Unlike the Antichrist of the Revelation, Manasseh has an encounter with God, and humbles himself before the Lord. (2 Chronicles 33:12).   Ahab also manifested the antichrist spirit with a worship-statue of himself. Then there is the Greek ruler Antiochus Epiphanes who many prophecy scholars cite as a specific example of the Antichrist—in fact many prophecy scholars consider him the Antichrist model. This list is in no way exhaustive to the ones here presented; we certainly shouldn’t leave out Hitler, who along with Antiochus Epiphanes, actively hated, persecuted, and killed Jews—just like the Antichrist in John’s Revelation.


John says the spirit of antichrist is already in the world (1 John 4:3). Paul says the same in 2 Thessalonians 2:7. This spirit emanates from the heart of Satan’s city, Babylon. Although not at this moment a place on the map, Babylon influences the earth and hearts of humanity.


Satan hates God’s beloved Jerusalem and contends for its destruction.


“Behold, I will make Jerusalem a cup of drunkenness to all the surrounding peoples, when they lay siege against Judah and Jerusalem.
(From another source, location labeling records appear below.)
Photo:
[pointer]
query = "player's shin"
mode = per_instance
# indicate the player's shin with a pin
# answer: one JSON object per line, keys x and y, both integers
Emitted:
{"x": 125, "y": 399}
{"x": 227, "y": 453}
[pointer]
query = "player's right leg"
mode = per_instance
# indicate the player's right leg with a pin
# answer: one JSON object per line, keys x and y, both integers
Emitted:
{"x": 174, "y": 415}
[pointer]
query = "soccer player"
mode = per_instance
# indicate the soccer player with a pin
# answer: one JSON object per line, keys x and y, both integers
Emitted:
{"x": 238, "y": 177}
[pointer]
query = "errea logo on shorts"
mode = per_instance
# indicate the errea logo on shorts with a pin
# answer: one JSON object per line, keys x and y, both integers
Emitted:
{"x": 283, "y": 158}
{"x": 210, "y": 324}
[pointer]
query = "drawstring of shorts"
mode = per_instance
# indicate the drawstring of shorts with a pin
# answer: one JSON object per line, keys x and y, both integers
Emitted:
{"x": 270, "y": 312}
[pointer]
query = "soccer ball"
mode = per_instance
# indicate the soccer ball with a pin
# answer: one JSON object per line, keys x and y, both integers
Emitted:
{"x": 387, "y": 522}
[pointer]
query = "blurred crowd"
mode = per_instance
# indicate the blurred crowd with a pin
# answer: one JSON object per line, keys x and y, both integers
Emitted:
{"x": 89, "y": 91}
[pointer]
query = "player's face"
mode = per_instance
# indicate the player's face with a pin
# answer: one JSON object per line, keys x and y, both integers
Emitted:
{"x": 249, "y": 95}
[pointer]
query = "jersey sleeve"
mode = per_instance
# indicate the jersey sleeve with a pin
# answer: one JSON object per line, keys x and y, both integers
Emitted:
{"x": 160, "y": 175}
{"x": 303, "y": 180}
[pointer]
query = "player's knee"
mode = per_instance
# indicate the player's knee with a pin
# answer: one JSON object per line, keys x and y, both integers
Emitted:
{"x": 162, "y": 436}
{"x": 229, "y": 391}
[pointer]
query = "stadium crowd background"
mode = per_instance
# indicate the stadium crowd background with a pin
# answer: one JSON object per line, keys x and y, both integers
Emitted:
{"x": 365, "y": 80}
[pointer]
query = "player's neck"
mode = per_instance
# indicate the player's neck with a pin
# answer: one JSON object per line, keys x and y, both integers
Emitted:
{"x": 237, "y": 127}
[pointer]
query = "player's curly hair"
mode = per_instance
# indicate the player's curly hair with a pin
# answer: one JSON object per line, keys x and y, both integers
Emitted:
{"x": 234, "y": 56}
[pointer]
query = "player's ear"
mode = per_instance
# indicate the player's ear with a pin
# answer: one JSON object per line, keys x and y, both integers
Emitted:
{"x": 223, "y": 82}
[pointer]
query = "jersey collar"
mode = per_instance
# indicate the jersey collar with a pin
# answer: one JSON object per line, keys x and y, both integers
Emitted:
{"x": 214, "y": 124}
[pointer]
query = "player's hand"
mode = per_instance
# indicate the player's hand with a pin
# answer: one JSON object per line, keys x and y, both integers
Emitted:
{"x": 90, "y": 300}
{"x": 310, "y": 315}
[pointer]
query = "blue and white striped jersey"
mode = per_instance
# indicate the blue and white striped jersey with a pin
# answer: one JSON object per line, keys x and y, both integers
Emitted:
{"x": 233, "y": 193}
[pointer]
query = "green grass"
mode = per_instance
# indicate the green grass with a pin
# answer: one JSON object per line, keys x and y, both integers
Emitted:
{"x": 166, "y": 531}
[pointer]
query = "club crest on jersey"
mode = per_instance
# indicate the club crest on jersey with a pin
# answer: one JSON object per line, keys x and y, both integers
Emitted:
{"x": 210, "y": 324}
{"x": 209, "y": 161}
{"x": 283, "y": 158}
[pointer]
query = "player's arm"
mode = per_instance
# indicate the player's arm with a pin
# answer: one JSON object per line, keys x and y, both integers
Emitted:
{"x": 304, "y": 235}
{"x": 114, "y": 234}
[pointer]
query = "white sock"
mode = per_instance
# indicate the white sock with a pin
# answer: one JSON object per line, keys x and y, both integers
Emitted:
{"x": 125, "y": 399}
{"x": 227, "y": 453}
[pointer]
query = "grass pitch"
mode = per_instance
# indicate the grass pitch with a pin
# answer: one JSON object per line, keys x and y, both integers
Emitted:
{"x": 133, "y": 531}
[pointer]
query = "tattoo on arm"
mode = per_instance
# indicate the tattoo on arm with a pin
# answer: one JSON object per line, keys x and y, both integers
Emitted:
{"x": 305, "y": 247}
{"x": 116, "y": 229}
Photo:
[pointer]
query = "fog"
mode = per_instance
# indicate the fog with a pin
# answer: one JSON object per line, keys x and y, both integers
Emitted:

And it shall happen in that day that I will make Jerusalem a very heavy stone for all peoples; all who would heave it away will surely be cut in pieces, though all nations of the earth are gathered against it.” Zechariah 12:2-3


All the leading nations of the world know that the next world war is sitting on the edge of Jerusalem, more specifically, the Temple Mount. This little piece of real estate has the attention of all the mighty kings of the earth. Many cry for Jerusalem to be divided, but the only one who has that right is its true mayor, the Lord Jesus Christ who Himself will physically divide it upon His second coming to the Mount of Olives, back from where he left. The loop closes.
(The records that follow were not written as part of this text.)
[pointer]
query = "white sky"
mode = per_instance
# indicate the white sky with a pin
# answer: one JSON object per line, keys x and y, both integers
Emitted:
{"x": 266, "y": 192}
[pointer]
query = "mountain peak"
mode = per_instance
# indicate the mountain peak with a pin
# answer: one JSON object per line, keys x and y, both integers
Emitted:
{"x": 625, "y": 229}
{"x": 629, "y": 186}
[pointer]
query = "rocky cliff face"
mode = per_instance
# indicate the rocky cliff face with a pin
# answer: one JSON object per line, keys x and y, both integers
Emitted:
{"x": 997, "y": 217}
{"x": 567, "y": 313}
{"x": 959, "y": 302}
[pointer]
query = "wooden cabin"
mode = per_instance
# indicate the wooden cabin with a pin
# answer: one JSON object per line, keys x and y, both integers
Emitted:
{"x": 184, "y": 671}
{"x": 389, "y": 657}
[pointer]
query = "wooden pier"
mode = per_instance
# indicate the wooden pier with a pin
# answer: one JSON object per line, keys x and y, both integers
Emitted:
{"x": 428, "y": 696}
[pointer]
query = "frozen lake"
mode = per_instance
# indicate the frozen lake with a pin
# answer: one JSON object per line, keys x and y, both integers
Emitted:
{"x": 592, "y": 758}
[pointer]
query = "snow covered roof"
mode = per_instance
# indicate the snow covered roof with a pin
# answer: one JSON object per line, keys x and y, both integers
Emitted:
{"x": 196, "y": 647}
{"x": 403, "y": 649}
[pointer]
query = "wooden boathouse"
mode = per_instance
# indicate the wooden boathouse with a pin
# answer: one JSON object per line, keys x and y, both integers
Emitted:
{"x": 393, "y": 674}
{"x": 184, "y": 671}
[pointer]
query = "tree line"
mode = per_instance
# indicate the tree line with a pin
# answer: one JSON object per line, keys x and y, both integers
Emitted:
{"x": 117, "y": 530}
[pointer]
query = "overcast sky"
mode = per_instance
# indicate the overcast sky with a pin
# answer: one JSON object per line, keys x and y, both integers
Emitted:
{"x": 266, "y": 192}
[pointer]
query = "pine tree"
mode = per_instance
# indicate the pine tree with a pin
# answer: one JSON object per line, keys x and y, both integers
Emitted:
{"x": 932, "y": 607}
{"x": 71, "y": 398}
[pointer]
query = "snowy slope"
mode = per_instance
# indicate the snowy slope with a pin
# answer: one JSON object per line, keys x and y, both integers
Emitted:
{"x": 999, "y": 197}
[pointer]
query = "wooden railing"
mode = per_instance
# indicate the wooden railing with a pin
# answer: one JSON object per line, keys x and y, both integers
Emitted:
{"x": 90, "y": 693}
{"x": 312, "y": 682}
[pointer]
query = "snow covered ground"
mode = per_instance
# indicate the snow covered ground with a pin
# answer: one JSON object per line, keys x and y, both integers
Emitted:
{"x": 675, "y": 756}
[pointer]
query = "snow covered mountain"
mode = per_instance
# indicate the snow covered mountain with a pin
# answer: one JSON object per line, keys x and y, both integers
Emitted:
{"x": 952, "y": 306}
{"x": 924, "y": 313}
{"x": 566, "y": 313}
And in that day His feet will stand on the Mount of Olives,
Which faces Jerusalem on the east.
And the Mount of Olives shall be split in two,
From east to west,
Making a very large valley;
Half of the mountain shall move toward the north
And half of it toward the south.  Zachariah 4:14

Satan’s city, Babylon, will be utterly destroyed, and the spirit with it.

After these things I saw another angel coming down from heaven, having great authority, and the earth was illuminated with his glory. And he cried mightily with a loud voice, saying, “Babylon the great is fallen, is fallen, and has become a dwelling place of demons, a prison for every foul spirit, and a cage for every unclean and hated bird! Then a mighty angel took up a stone like a great millstone and threw it into the sea, saying, “Thus with violence the great city Babylon shall be thrown down, and shall not be found anymore. Revelation 18:1-2, 21

The garden becomes the bride of God. The Jerusalem of today is God’s ultrasound picture for His dream’s fulfillment, the New Jerusalem. This is the city for which God’s covenant partner, Abraham, searched. He had a glimpse that forever left its impression. The New Jerusalem is God’s city in its maturity, the fruit of the seed of its garden.

Then one of the seven angels who had the seven bowls filled with the seven last plagues came to me and talked with me, saying, “Come, I will show you the bride, the Lamb’s wife.” And he carried me away in the Spirit to a great and high mountain, and showed me the great city, the holy Jerusalem, descending out of heaven from God, having the glory of God. Her light was like a most precious stone, like a jasper stone, clear as crystal. Revelation 21:9-11

The finality of this tale of two cities climaxes with God’s heartthrob in full maturity; the best of times where pure wisdom and light reign freely without the competition of darkness or foolishness.  These will be banished forever, leaving the children of God with eternity—which is more than the time of forever. Eternity is the presence, nature, and the very essence of God celebrated where color sings, and songs shine.